A primeira semana de Hugo Motta na presidência da Câmara dos Deputados foi marcada por gestos calculados e sinalizações políticas que reforçam sua intenção de consolidar um protagonismo próprio. Em seu discurso de posse, evocou a imagem de Ulysses Guimarães ao erguer a Constituição e declarar “ter nojo da ditadura”, um gesto carregado de simbolismo e direcionado tanto para a plateia política quanto para a opinião pública. Ao mesmo tempo, apresentou uma proposta de criação de uma plataforma digital integrada entre os Três Poderes para permitir o acompanhamento em tempo real das despesas públicas, uma medida que reforça a crescente demanda por transparência na gestão do Estado.

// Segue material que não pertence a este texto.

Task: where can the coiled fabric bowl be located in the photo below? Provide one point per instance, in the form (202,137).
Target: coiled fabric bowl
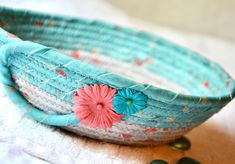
(107,82)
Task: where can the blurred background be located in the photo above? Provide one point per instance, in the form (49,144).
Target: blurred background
(214,17)
(206,26)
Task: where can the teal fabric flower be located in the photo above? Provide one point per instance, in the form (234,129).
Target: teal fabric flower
(129,101)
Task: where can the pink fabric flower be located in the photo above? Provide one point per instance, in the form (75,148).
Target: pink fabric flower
(93,106)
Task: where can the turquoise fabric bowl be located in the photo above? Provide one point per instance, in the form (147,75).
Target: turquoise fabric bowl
(44,82)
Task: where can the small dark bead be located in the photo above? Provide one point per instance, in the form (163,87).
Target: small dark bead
(188,160)
(181,144)
(158,161)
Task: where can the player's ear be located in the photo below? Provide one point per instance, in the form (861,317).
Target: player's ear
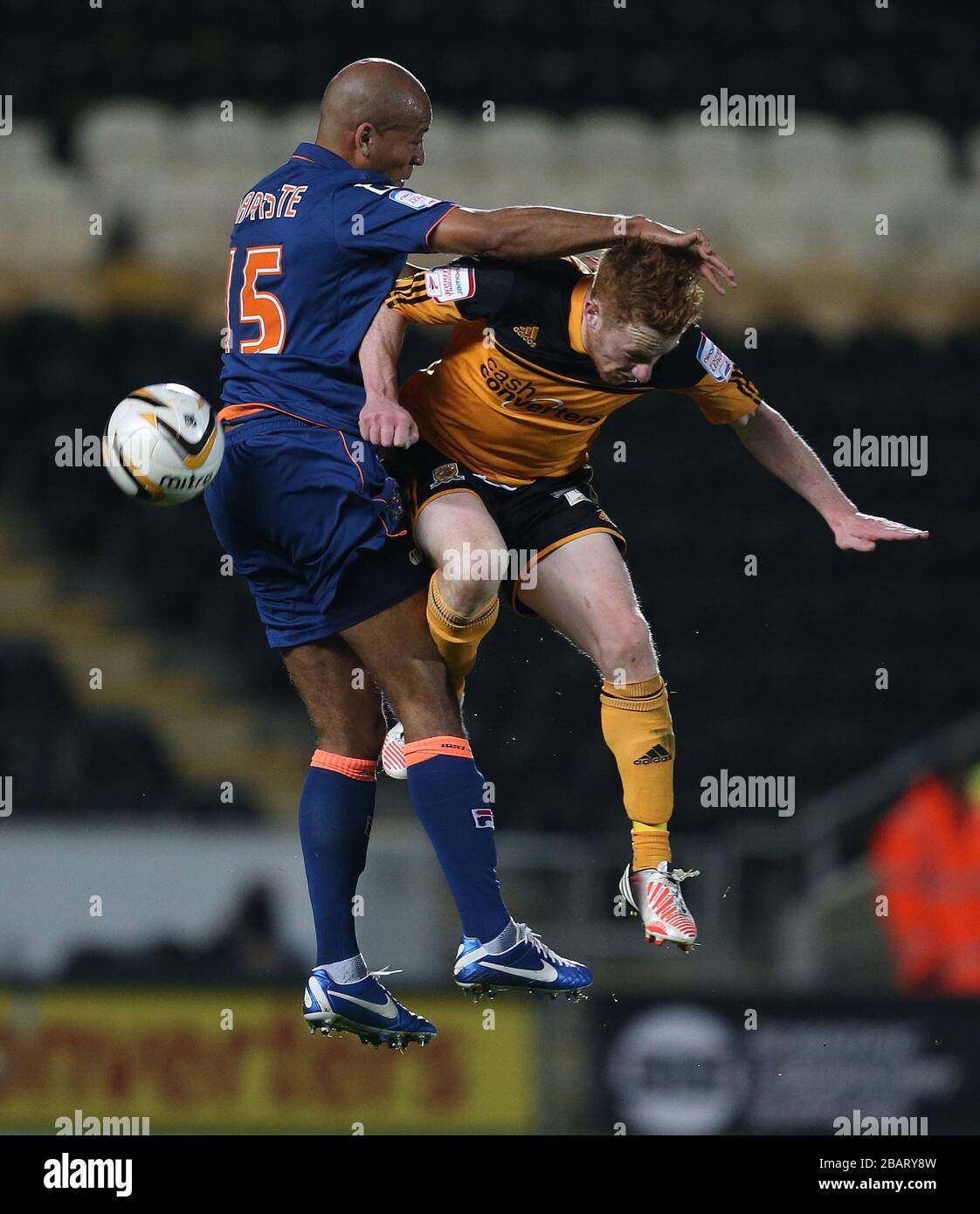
(593,314)
(362,139)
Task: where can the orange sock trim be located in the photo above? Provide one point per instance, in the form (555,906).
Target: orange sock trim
(638,697)
(428,748)
(355,769)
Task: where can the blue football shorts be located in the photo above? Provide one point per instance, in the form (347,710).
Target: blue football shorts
(318,535)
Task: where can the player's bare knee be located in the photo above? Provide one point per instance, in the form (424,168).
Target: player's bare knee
(422,696)
(470,578)
(625,651)
(352,737)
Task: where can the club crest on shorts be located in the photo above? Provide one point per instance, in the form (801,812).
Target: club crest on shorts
(445,473)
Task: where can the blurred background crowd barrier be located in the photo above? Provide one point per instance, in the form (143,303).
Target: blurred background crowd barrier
(152,749)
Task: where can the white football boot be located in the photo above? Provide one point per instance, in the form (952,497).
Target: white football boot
(655,895)
(392,752)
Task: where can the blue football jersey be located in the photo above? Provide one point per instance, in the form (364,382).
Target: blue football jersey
(314,249)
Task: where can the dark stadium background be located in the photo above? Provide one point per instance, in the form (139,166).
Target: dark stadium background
(771,674)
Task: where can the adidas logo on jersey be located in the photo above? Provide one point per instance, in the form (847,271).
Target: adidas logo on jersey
(528,333)
(655,754)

Ao se posicionar sobre os eventos de 8 de janeiro, Motta rejeitou a tese de golpe, classificando os atos como uma agressão às instituições, mas sem as características organizadas de uma ruptura institucional. Sinalizou também disposição para discutir temas sensíveis, como a anistia aos envolvidos nos atos e a revisão da Lei da Ficha Limpa, sugerindo que o período de inelegibilidade de oito anos pode ser excessivo. Com isso, deixou claro que pretende conduzir debates relevantes, mesmo que eles enfrentem resistência.
No campo econômico, fez acenos e ressalvas ao governo. Reconheceu os esforços do ministro da Fazenda, Fernando Haddad, mas cobrou medidas concretas para conter a inflação e enfrentar os desafios fiscais. A postura crítica ficou evidente ao discordar de pontos do pacote econômico apresentado pelo governo, uma sinalização de que não se alinha automaticamente à agenda do Planalto e de que a Câmara não será apenas uma instância de homologação das propostas do Executivo.

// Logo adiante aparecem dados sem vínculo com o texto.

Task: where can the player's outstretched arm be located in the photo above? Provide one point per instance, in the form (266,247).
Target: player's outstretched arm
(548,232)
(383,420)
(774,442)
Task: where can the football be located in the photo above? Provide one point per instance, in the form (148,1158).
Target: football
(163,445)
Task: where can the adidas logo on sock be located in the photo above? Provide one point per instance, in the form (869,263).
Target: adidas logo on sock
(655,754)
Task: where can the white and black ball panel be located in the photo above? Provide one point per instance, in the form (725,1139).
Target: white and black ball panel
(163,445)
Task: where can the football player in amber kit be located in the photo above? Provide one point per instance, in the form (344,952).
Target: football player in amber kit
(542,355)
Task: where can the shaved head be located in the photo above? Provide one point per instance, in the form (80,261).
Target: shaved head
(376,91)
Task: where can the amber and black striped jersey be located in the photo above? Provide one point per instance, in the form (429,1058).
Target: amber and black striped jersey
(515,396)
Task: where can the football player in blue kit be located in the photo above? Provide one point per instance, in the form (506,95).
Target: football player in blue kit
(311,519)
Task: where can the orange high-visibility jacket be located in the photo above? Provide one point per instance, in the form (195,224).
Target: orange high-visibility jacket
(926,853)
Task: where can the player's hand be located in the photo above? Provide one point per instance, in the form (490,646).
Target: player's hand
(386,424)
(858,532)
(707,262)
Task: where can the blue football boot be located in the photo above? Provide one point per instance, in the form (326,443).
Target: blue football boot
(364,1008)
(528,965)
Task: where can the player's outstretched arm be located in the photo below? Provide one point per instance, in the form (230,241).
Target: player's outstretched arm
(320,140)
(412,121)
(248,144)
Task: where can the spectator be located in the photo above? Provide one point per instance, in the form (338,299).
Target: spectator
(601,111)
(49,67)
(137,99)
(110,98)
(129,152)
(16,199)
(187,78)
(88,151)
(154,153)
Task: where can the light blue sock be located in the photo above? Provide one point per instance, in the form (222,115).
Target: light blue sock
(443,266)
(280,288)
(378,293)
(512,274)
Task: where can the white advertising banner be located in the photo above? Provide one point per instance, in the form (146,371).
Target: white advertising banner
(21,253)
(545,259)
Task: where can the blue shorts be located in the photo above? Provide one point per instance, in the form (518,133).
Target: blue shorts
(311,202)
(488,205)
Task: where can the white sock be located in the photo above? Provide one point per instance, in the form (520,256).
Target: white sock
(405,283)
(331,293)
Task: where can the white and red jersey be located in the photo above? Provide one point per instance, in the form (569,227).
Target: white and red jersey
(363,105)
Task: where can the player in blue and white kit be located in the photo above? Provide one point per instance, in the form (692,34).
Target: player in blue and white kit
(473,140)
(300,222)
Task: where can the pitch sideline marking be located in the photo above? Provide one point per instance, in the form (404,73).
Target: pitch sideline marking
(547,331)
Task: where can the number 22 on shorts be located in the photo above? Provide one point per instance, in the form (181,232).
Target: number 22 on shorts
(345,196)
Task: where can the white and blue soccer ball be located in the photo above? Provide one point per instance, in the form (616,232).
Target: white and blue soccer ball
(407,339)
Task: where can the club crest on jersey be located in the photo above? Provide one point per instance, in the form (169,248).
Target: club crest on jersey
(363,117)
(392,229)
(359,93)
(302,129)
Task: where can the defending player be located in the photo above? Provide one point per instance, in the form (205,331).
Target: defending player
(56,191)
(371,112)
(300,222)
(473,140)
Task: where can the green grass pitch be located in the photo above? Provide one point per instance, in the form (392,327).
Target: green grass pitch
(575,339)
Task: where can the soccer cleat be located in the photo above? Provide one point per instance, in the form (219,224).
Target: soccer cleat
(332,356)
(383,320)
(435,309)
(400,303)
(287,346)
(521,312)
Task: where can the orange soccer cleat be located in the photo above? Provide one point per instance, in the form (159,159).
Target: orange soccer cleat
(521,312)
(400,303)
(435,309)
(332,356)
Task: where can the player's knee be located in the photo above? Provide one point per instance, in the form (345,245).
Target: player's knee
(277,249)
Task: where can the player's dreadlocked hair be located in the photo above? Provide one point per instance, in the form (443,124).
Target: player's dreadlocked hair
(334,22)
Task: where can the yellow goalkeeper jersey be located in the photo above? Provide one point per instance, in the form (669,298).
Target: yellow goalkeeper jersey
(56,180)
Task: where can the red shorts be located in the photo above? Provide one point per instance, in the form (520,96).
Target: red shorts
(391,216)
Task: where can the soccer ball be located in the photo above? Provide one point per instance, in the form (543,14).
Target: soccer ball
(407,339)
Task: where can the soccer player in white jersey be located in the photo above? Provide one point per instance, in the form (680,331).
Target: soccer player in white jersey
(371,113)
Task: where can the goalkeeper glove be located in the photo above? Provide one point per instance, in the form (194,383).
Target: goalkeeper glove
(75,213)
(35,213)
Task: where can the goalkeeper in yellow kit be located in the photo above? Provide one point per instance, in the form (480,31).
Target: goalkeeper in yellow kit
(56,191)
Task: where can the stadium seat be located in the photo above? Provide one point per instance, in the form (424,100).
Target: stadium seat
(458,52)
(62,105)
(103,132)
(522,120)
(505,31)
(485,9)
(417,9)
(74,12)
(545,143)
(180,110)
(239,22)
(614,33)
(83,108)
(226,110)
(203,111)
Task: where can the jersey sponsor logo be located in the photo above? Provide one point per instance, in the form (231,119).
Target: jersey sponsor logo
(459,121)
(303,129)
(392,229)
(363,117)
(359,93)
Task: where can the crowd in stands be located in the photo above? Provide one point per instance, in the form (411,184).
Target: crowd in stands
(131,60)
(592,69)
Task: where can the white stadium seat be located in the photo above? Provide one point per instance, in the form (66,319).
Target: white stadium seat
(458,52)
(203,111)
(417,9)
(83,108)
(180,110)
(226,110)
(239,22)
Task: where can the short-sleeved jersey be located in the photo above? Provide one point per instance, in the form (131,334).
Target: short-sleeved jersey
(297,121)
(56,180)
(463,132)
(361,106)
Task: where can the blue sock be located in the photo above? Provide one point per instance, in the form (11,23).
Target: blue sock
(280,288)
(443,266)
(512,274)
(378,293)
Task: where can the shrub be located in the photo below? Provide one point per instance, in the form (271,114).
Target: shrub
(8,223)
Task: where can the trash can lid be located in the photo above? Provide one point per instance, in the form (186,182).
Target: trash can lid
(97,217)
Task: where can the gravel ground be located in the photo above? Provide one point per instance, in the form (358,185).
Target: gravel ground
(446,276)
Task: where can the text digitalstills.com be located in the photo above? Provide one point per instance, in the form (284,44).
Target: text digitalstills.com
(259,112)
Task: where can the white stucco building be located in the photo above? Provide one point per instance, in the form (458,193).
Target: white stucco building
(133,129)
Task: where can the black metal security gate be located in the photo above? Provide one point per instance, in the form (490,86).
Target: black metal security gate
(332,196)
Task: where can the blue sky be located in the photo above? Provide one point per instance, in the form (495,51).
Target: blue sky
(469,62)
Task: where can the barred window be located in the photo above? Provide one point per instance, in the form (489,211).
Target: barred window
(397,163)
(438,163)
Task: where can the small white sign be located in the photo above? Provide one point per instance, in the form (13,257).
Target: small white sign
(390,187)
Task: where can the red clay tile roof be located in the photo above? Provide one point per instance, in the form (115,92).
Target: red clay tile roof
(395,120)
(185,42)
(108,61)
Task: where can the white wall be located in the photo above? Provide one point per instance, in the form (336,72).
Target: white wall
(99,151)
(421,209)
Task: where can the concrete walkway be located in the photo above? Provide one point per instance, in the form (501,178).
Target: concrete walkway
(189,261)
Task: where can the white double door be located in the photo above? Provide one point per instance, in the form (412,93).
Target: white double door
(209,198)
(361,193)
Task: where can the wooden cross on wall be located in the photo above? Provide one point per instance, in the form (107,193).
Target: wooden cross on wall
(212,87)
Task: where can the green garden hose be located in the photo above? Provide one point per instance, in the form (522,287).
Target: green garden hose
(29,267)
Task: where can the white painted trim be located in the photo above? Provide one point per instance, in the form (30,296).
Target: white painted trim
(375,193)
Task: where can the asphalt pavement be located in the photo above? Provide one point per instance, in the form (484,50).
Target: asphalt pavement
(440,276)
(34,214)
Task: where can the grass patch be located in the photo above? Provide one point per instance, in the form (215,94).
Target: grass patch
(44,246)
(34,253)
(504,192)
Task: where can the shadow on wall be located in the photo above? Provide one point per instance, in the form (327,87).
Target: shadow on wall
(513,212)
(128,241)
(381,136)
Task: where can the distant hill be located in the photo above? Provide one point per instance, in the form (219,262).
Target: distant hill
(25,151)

Na arena política, Motta se posicionou contra a polarização estéril, ironizando a chamada “guerra dos bonés” entre parlamentares e defendendo que a Câmara foque em debates estruturais. Também propôs maior previsibilidade nas votações do Plenário, buscando otimizar a tramitação legislativa e consolidar sua imagem de gestor eficiente.

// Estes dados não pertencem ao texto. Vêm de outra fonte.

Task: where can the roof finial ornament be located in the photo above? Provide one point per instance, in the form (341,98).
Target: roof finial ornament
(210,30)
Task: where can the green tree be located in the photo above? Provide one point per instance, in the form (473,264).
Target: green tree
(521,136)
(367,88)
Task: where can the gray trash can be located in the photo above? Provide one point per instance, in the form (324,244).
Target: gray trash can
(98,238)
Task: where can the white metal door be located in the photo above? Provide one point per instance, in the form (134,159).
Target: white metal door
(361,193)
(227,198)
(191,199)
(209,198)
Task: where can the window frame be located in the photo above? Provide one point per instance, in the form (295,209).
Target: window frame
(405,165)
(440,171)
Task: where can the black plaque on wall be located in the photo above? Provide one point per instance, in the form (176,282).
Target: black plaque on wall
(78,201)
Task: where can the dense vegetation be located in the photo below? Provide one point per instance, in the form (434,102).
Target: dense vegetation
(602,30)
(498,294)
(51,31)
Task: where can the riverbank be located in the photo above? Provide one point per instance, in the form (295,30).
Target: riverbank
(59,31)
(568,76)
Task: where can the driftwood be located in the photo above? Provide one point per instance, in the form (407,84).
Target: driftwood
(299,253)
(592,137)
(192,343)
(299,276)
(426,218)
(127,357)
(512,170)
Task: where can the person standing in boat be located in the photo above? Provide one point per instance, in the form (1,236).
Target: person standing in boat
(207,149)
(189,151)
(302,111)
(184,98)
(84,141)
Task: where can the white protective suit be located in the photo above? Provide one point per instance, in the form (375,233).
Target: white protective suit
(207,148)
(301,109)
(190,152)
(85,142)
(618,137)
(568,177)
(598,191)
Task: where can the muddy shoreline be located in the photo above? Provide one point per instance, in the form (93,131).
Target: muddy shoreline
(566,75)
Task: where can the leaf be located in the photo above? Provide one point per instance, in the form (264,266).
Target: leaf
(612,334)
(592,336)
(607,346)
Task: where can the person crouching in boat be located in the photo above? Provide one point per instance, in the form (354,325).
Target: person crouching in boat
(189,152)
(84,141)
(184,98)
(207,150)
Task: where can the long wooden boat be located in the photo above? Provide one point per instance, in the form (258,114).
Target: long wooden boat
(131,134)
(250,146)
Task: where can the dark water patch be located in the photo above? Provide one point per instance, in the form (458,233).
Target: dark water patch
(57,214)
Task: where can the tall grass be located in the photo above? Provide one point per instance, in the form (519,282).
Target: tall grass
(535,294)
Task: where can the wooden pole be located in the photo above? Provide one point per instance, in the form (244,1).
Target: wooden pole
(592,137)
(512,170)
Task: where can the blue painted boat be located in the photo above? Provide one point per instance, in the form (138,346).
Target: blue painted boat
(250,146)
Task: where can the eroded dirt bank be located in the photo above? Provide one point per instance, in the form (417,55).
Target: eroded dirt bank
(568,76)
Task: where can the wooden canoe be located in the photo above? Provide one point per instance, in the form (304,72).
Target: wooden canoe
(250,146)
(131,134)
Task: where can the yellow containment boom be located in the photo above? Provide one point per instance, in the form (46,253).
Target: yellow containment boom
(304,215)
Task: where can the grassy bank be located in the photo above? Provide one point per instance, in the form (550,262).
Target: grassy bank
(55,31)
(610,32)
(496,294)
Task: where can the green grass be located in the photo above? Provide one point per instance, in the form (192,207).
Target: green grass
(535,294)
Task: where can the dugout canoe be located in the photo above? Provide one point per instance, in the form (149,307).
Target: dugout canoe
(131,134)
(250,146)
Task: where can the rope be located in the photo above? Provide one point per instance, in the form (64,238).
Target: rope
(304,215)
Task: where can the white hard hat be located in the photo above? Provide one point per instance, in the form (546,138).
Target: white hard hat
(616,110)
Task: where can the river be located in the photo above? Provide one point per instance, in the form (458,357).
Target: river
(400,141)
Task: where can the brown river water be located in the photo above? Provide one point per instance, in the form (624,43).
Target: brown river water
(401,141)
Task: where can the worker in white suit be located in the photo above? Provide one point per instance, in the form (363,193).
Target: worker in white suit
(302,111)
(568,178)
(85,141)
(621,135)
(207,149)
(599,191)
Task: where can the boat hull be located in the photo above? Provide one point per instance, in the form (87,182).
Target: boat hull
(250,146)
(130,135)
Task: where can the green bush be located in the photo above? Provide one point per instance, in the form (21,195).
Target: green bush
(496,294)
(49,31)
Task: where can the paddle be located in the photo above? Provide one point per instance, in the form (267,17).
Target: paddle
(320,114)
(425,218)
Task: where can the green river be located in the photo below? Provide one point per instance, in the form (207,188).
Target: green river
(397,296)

O que mais diferencia Motta de seus antecessores, no entanto, é sua aposta no uso intensivo das redes sociais. Ele se tornou o primeiro presidente da Câmara a investir diretamente nesse canal como ferramenta de comunicação e construção de imagem. Em sua estratégia, além de vídeos curtos e dinâmicos, criou o quadro “Dá um Hoogle”, voltado a esclarecer dúvidas sobre o funcionamento da Câmara. O primeiro vídeo foi lançado no sábado, dia de sua eleição, e já acumula quase 600 mil visualizações. Nele, brinca com o fato de que muitos foram ao Google pesquisar quem ele é: “Nada contra o Google, mas como agora a gente vai se encontrar aqui nas redes todos os dias, resolvi fazer meu próprio buscador. Bem-vindos ao Hoogle.”
Esse modelo de comunicação direta com a população não apenas amplia sua base de apoio como fortalece sua posição política dentro do Congresso. Mais do que apenas divulgar ações institucionais, Motta busca criar um canal de engajamento com um público mais amplo, fortalecendo sua autonomia e elevando seu capital político.
Ao marcar posição, Hugo Motta segue a tradição recente dos presidentes da Câmara de reafirmar a independência da Casa em relação ao Executivo. Logo nos primeiros dias, fez questão de discordar publicamente de pontos do pacote econômico de Haddad, sinalizando que pretende exercer sua liderança sem subordinação ao governo. Suas movimentações coincidem com o início da tramitação de uma Proposta de Emenda à Constituição (PEC) que propõe a implementação do semipresidencialismo no Brasil. Mais do que um debate teórico, essa proposta reflete uma realidade já em curso: o protagonismo crescente do Congresso na definição da agenda nacional e a limitação progressiva do poder unilateral do presidente da República. Motta não apenas compreende essa dinâmica, como parece disposto a consolidá-la.